Failure to raise the debt ceiling in time could halt payments that millions of Americans rely on, including paychecks to federal workers, Medicare benefits, military salaries, tax refunds, Social Security checks and payments to federal contractors. It could cause job losses, a shutdown of tens of billions in Covid-19 economic recovery aid still set to be delivered, a near-freeze in credit markets and gross domestic product taking a tangible hit that could last for multiple quarters.

Biden noted raising the debt limit would pay off previous debts and that it would not be connected to new spending being considered, like his economic proposals that are currently stalled in Congress.

"It has nothing to do with my plan for infrastructure or building back better," Biden said.

He added, "So if we are going to make good on what's already been approved by previous Congresses and previous presidents and parties, we have to pay for it."

The President defended the lack of a deal on his economic packages and appeared to single out two moderate Democratic senators, Joe Manchin of West Virginia and Kyrsten Sinema of Arizona.

"I've been able to close the deal with 99% of my party.
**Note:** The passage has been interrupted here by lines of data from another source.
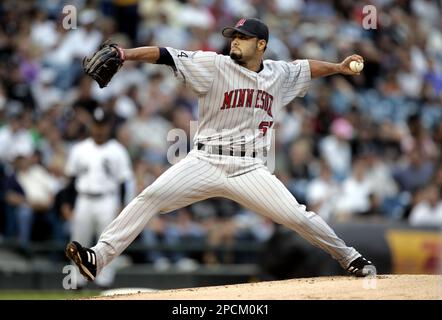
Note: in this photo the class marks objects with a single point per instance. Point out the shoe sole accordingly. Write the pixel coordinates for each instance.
(72, 253)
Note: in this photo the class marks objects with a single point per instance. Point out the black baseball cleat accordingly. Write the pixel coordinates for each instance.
(361, 267)
(84, 258)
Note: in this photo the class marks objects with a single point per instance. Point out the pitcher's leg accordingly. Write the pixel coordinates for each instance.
(188, 181)
(263, 193)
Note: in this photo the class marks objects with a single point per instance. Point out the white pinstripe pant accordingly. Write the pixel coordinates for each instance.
(201, 176)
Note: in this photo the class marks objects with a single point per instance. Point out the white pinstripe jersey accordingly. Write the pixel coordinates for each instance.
(237, 105)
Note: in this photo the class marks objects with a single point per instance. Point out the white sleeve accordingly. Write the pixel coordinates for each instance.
(297, 80)
(71, 168)
(194, 68)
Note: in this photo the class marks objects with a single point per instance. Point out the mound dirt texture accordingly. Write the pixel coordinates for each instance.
(382, 287)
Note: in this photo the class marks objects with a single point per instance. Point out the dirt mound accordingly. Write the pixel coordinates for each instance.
(382, 287)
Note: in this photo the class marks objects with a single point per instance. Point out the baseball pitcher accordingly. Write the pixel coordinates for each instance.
(239, 97)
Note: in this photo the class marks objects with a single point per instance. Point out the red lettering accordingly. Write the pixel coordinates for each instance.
(227, 99)
(235, 99)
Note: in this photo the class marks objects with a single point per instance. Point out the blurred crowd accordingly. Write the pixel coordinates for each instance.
(366, 147)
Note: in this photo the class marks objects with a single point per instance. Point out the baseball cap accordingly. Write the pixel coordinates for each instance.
(251, 27)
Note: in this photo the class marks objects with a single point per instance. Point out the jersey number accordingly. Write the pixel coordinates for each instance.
(263, 126)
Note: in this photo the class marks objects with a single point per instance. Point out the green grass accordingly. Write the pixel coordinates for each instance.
(45, 295)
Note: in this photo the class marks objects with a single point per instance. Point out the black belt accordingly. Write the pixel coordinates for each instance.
(219, 150)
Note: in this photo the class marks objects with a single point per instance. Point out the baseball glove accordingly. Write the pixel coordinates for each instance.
(104, 63)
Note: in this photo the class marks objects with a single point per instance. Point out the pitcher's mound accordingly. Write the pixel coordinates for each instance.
(336, 288)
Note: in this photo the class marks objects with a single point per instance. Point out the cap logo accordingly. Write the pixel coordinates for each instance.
(240, 23)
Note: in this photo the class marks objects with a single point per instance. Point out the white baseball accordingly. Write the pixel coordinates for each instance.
(356, 66)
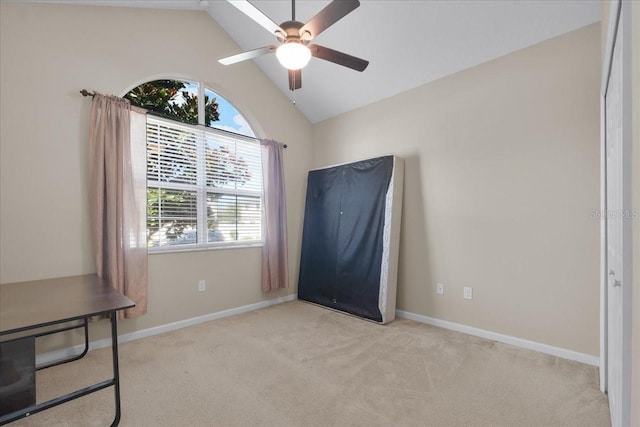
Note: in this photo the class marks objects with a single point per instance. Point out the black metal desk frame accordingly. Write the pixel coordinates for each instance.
(122, 302)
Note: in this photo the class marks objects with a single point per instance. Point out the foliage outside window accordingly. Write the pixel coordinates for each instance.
(203, 184)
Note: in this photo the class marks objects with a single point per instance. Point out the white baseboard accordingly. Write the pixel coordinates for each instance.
(67, 352)
(506, 339)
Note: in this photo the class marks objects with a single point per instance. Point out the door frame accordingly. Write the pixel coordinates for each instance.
(619, 13)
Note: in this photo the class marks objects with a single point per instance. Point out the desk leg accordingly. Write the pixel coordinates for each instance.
(116, 371)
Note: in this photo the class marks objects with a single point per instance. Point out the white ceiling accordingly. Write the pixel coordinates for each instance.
(408, 43)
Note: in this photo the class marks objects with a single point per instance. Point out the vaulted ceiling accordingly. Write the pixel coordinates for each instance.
(408, 43)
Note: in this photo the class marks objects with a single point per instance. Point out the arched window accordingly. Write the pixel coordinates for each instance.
(204, 177)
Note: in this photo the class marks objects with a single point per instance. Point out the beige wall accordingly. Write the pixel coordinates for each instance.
(502, 172)
(49, 53)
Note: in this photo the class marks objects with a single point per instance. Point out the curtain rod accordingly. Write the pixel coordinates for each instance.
(85, 92)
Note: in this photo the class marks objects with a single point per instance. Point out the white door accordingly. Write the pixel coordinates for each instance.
(617, 145)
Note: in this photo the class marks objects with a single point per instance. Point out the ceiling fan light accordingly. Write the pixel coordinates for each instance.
(293, 55)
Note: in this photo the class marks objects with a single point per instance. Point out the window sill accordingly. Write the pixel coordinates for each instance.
(198, 248)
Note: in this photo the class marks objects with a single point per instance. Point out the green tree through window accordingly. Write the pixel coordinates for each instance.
(202, 187)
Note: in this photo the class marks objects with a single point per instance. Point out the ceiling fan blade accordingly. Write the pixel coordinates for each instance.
(328, 16)
(338, 57)
(250, 54)
(257, 15)
(295, 79)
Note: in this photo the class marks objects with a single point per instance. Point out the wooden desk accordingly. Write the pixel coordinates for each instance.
(27, 307)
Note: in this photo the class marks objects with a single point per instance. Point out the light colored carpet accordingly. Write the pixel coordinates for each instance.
(296, 364)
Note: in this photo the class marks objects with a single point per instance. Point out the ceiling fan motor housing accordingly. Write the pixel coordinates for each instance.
(292, 28)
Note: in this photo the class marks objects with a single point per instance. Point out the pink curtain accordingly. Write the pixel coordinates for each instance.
(117, 179)
(275, 269)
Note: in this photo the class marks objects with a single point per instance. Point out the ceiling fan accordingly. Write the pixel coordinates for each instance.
(294, 51)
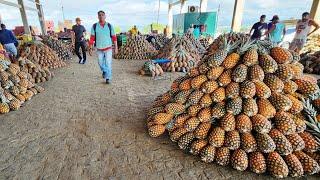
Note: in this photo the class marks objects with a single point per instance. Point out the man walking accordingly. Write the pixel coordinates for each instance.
(8, 40)
(102, 35)
(259, 28)
(79, 40)
(276, 31)
(303, 29)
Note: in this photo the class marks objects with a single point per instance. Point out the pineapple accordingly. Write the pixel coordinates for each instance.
(222, 156)
(207, 154)
(197, 146)
(283, 146)
(218, 110)
(233, 90)
(266, 109)
(284, 123)
(281, 55)
(216, 137)
(248, 142)
(261, 124)
(234, 106)
(256, 73)
(239, 160)
(239, 74)
(296, 141)
(209, 86)
(262, 90)
(202, 130)
(265, 143)
(218, 95)
(198, 81)
(257, 163)
(277, 166)
(232, 140)
(225, 78)
(280, 102)
(294, 165)
(311, 145)
(247, 89)
(156, 130)
(228, 122)
(267, 63)
(215, 72)
(249, 107)
(274, 83)
(310, 166)
(243, 123)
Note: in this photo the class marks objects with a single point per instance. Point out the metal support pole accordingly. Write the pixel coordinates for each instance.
(41, 17)
(237, 15)
(24, 17)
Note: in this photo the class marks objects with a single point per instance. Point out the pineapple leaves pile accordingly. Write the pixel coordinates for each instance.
(137, 48)
(242, 106)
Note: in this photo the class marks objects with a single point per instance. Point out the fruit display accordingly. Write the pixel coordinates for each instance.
(41, 54)
(242, 107)
(16, 87)
(312, 45)
(137, 48)
(63, 51)
(311, 62)
(182, 54)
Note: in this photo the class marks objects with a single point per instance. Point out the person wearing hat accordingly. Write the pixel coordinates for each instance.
(303, 29)
(277, 30)
(79, 40)
(259, 28)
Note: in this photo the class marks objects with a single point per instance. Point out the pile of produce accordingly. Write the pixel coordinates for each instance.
(181, 52)
(241, 108)
(63, 51)
(16, 87)
(41, 54)
(311, 62)
(312, 45)
(137, 48)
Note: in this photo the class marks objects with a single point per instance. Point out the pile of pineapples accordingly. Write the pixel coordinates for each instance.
(137, 48)
(181, 52)
(16, 87)
(241, 107)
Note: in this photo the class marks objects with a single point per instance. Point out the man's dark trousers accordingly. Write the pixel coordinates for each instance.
(81, 44)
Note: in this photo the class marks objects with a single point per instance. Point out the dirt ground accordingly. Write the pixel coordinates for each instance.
(81, 128)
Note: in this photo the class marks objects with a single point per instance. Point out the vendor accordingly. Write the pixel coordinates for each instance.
(8, 40)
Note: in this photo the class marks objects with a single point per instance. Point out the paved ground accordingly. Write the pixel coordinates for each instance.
(81, 128)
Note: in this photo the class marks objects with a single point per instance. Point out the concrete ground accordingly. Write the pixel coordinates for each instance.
(81, 128)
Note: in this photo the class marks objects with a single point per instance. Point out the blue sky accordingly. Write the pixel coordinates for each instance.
(126, 13)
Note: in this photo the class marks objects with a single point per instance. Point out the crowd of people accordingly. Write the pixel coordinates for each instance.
(275, 31)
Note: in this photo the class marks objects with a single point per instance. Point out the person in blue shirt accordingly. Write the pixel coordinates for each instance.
(8, 40)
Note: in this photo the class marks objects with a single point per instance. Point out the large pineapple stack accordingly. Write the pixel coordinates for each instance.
(16, 87)
(137, 48)
(42, 55)
(242, 108)
(62, 50)
(182, 53)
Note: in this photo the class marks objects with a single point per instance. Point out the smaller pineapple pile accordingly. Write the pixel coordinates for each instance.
(311, 62)
(182, 54)
(137, 48)
(58, 46)
(242, 107)
(41, 54)
(16, 87)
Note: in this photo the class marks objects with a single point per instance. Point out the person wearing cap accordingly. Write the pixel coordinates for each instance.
(276, 30)
(303, 29)
(259, 28)
(79, 40)
(102, 36)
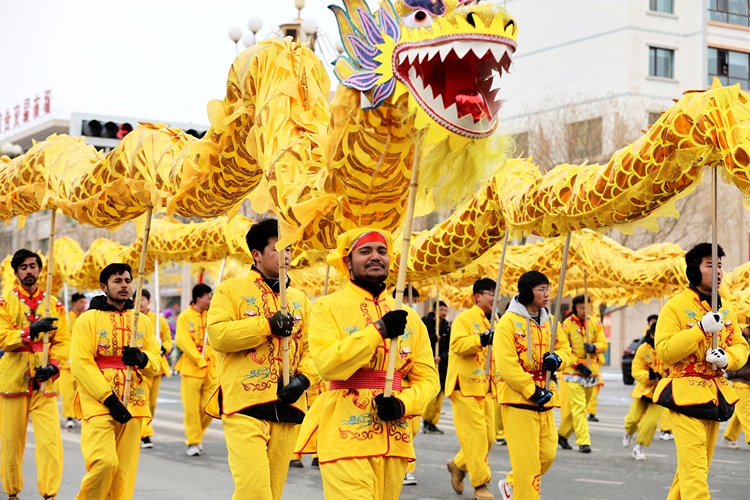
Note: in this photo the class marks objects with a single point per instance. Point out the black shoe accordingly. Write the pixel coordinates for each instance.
(564, 443)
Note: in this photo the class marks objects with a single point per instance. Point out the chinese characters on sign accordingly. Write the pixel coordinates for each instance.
(28, 113)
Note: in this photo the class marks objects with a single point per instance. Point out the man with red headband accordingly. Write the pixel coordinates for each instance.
(363, 438)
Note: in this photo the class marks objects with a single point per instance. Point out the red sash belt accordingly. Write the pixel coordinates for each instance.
(110, 362)
(37, 346)
(538, 375)
(367, 379)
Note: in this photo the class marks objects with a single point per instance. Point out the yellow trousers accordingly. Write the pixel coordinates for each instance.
(592, 399)
(694, 441)
(740, 421)
(573, 412)
(376, 478)
(665, 424)
(499, 426)
(258, 455)
(195, 393)
(45, 418)
(110, 451)
(432, 412)
(474, 418)
(67, 389)
(152, 385)
(414, 428)
(532, 445)
(643, 418)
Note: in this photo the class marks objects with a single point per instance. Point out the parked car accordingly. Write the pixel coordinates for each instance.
(627, 361)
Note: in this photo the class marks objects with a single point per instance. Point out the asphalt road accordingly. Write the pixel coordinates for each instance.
(608, 473)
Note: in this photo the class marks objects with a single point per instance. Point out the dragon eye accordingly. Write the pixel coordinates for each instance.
(420, 18)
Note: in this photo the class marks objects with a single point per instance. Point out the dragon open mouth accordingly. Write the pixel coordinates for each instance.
(457, 80)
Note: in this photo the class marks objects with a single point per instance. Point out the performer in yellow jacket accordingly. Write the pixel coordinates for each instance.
(197, 368)
(100, 355)
(65, 383)
(26, 388)
(247, 329)
(472, 392)
(644, 414)
(696, 392)
(152, 384)
(363, 438)
(582, 376)
(523, 357)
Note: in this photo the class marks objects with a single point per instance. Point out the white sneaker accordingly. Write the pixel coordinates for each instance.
(627, 439)
(730, 444)
(506, 490)
(666, 436)
(409, 479)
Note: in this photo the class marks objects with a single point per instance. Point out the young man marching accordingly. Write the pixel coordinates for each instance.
(26, 388)
(696, 392)
(100, 355)
(524, 357)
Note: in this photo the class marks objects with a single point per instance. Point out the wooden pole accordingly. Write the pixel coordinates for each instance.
(558, 305)
(404, 262)
(283, 307)
(586, 314)
(496, 300)
(218, 280)
(48, 293)
(137, 305)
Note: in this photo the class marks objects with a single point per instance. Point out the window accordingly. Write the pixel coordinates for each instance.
(729, 11)
(584, 139)
(522, 145)
(661, 6)
(729, 67)
(660, 62)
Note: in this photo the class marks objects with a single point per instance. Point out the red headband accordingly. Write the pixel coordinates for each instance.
(368, 237)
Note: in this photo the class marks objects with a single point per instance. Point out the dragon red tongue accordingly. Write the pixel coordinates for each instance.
(471, 102)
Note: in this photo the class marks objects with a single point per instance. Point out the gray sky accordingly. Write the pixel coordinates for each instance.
(156, 59)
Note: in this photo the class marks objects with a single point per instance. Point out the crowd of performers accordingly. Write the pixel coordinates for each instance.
(502, 375)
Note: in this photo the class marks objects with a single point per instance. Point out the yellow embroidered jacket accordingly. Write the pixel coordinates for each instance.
(519, 347)
(189, 336)
(343, 341)
(467, 361)
(681, 344)
(99, 337)
(17, 367)
(248, 355)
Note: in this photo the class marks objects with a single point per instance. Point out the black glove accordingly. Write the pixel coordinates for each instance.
(541, 396)
(40, 326)
(44, 373)
(117, 409)
(583, 370)
(486, 338)
(394, 324)
(281, 324)
(389, 408)
(132, 356)
(551, 362)
(291, 392)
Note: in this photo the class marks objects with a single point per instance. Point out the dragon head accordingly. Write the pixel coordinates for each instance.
(449, 55)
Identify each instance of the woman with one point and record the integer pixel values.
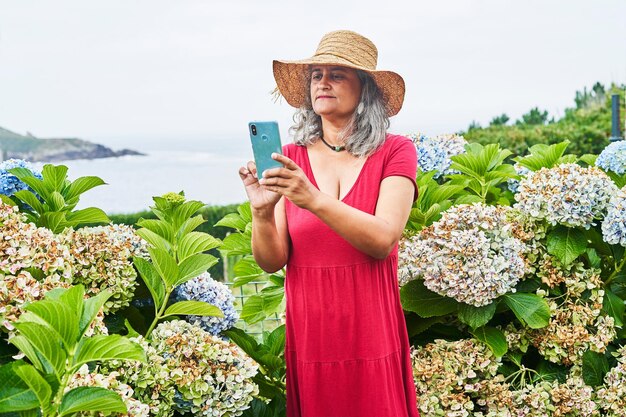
(334, 215)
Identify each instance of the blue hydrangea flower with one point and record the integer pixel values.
(613, 158)
(9, 184)
(433, 153)
(614, 224)
(513, 184)
(205, 288)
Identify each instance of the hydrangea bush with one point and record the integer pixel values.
(205, 288)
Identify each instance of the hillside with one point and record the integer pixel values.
(587, 125)
(31, 148)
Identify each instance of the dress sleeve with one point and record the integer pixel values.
(402, 161)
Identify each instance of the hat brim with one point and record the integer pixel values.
(292, 81)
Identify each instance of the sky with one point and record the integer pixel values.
(177, 70)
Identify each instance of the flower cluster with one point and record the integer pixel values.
(552, 398)
(613, 158)
(614, 224)
(474, 254)
(459, 379)
(612, 396)
(434, 153)
(522, 171)
(191, 371)
(567, 194)
(577, 323)
(9, 183)
(85, 378)
(204, 288)
(102, 259)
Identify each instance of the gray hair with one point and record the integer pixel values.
(365, 132)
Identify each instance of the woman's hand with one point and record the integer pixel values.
(289, 181)
(261, 199)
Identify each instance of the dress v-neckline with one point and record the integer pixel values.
(314, 181)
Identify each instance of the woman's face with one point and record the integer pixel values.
(335, 91)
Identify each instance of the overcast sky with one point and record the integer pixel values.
(189, 68)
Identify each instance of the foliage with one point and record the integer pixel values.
(176, 255)
(587, 126)
(238, 244)
(53, 199)
(53, 334)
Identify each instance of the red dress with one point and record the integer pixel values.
(347, 348)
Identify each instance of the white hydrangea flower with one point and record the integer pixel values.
(567, 194)
(474, 254)
(614, 224)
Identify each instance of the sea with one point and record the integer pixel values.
(206, 169)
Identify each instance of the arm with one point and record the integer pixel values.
(270, 239)
(375, 235)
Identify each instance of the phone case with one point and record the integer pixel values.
(265, 139)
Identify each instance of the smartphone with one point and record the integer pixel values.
(265, 140)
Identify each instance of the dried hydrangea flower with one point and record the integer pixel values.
(613, 158)
(433, 153)
(551, 398)
(191, 371)
(204, 288)
(102, 259)
(459, 379)
(85, 378)
(611, 397)
(513, 184)
(567, 194)
(614, 224)
(474, 254)
(9, 183)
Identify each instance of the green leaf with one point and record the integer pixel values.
(566, 244)
(154, 239)
(94, 399)
(165, 265)
(55, 176)
(194, 266)
(91, 307)
(82, 184)
(107, 347)
(492, 337)
(276, 340)
(28, 178)
(153, 280)
(159, 227)
(595, 366)
(31, 199)
(614, 306)
(529, 308)
(56, 201)
(194, 243)
(246, 342)
(196, 308)
(236, 244)
(260, 306)
(476, 316)
(37, 384)
(60, 317)
(419, 299)
(15, 395)
(46, 342)
(88, 215)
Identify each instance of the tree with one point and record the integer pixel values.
(499, 120)
(534, 117)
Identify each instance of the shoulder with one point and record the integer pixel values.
(398, 144)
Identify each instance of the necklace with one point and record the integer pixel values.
(333, 147)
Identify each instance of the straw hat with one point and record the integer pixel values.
(344, 48)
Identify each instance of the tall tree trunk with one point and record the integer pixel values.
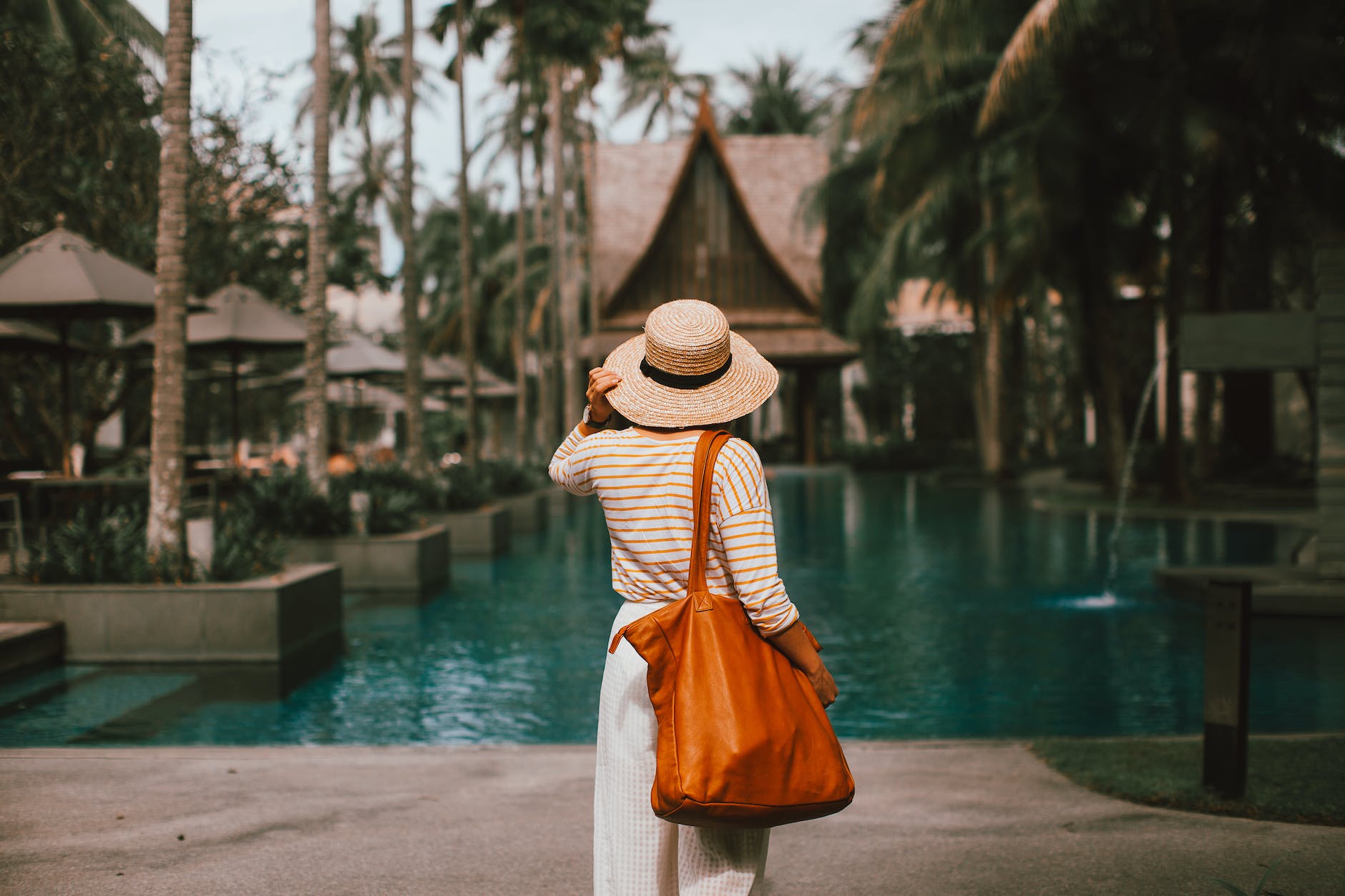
(567, 297)
(1042, 385)
(521, 435)
(411, 273)
(466, 244)
(547, 409)
(1205, 381)
(1013, 396)
(315, 295)
(165, 532)
(1176, 488)
(987, 342)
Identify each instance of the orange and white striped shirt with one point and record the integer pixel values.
(645, 488)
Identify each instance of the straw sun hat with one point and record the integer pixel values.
(688, 369)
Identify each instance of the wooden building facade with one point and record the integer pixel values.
(718, 220)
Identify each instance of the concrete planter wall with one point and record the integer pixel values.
(527, 513)
(409, 566)
(476, 533)
(292, 615)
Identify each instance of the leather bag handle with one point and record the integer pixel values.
(703, 490)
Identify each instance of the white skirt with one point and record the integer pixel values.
(635, 853)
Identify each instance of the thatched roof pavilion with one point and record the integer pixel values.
(720, 220)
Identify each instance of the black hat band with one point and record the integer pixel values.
(683, 381)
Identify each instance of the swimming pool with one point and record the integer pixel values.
(944, 612)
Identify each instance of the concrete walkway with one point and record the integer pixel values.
(930, 818)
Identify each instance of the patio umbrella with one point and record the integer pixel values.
(21, 335)
(358, 355)
(487, 385)
(240, 320)
(377, 397)
(61, 276)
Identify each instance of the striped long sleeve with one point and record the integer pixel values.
(645, 488)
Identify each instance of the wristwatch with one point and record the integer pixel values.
(591, 423)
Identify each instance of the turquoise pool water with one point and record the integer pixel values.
(946, 612)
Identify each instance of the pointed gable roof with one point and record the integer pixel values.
(634, 186)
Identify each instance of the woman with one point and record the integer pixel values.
(685, 374)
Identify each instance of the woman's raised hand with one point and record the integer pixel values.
(600, 383)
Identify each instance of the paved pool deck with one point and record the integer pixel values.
(931, 817)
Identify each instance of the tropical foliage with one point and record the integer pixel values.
(1012, 149)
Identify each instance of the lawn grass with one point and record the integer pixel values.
(1294, 779)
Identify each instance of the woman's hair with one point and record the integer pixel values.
(723, 425)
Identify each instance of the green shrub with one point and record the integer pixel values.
(904, 455)
(246, 545)
(426, 493)
(469, 488)
(287, 503)
(104, 548)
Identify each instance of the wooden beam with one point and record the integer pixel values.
(1248, 340)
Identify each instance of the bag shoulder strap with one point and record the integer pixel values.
(703, 490)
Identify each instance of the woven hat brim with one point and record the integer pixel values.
(744, 388)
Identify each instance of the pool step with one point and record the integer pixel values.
(30, 645)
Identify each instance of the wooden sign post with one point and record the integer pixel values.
(1227, 641)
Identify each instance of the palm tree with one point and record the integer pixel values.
(932, 182)
(89, 26)
(781, 99)
(315, 297)
(559, 39)
(411, 275)
(466, 240)
(165, 532)
(650, 79)
(366, 74)
(371, 182)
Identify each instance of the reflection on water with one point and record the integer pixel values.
(946, 612)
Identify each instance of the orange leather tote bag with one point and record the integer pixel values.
(743, 739)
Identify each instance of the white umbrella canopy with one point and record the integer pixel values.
(22, 335)
(487, 385)
(238, 319)
(369, 396)
(359, 355)
(61, 276)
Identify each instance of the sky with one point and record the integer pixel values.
(253, 54)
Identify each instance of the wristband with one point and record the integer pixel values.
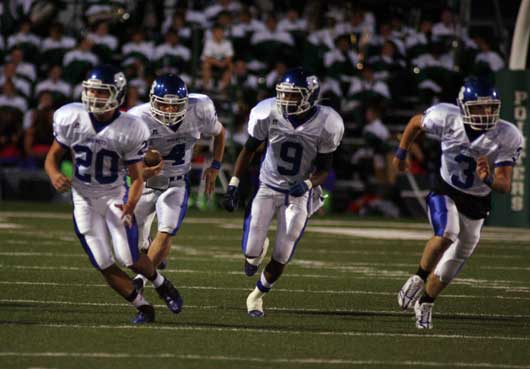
(401, 154)
(216, 164)
(234, 181)
(489, 180)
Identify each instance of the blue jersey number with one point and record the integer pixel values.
(83, 157)
(290, 153)
(469, 172)
(177, 154)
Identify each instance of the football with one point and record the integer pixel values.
(152, 157)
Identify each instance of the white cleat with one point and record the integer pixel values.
(423, 315)
(410, 292)
(255, 304)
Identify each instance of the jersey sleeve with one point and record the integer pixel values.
(208, 117)
(258, 122)
(510, 152)
(434, 120)
(60, 128)
(332, 134)
(136, 145)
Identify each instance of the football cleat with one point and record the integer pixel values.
(171, 296)
(255, 305)
(410, 292)
(423, 315)
(138, 283)
(146, 314)
(252, 264)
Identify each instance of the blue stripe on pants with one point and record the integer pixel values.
(85, 245)
(437, 212)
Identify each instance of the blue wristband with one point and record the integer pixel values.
(216, 164)
(401, 154)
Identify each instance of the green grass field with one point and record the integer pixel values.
(335, 306)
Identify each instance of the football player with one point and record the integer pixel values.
(176, 120)
(473, 141)
(301, 137)
(106, 145)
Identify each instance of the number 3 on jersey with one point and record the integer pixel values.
(290, 153)
(469, 172)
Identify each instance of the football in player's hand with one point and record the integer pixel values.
(152, 157)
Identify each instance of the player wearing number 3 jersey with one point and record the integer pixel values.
(301, 137)
(106, 145)
(473, 140)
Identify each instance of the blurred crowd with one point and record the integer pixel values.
(378, 64)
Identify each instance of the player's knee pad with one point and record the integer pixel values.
(274, 270)
(448, 269)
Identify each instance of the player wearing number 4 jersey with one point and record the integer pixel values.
(106, 145)
(176, 121)
(301, 137)
(473, 140)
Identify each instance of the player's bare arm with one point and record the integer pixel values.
(59, 181)
(500, 180)
(409, 135)
(210, 174)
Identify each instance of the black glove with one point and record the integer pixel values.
(231, 198)
(298, 189)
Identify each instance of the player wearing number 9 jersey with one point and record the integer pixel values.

Two, two people, it's still underway," Biden told reporters Monday.

He continued, "It's a process, it's a process. We'll get it done."

Pressed on whether he was specifically calling out Manchin and Sinema, Biden said: "I need 50 votes in the Senate. I have 48."

Senior White House officials explored whether the US could unilaterally continue payments should the debt ceiling be breached, but ultimately officials concluded it would not be possible to avoid default and economic catastrophe, CNN reported last week.

The standoff over raising the debt ceiling comes at a chaotic time in Washington. Last week, Congress avoided a government shutdown just before the deadline and Democrats were also forced to punt on their infrastructure and social safety net agenda.

House Democratic leaders put off plans to vote on a trillion-dollar infrastructure plan amid sharp disagreements between progressive and moderate Democrats over the size and scope of the President's sweeping domestic agenda. Senior White House officials went up to Capitol Hill last week to broker an agreement but were unsuccessful in hammering out a framework that both progressive and moderate Democrats would sign on to.

Biden will meet virtually on Monday with progressive House Democrats, White House press secretary Jen Psaki announced Monday, saying the group will have a discussions about the path forward on the President's agenda. She added that the President will likely hold a similar meeting with moderates later this week.

This story has been updated with additional information from Biden's speech.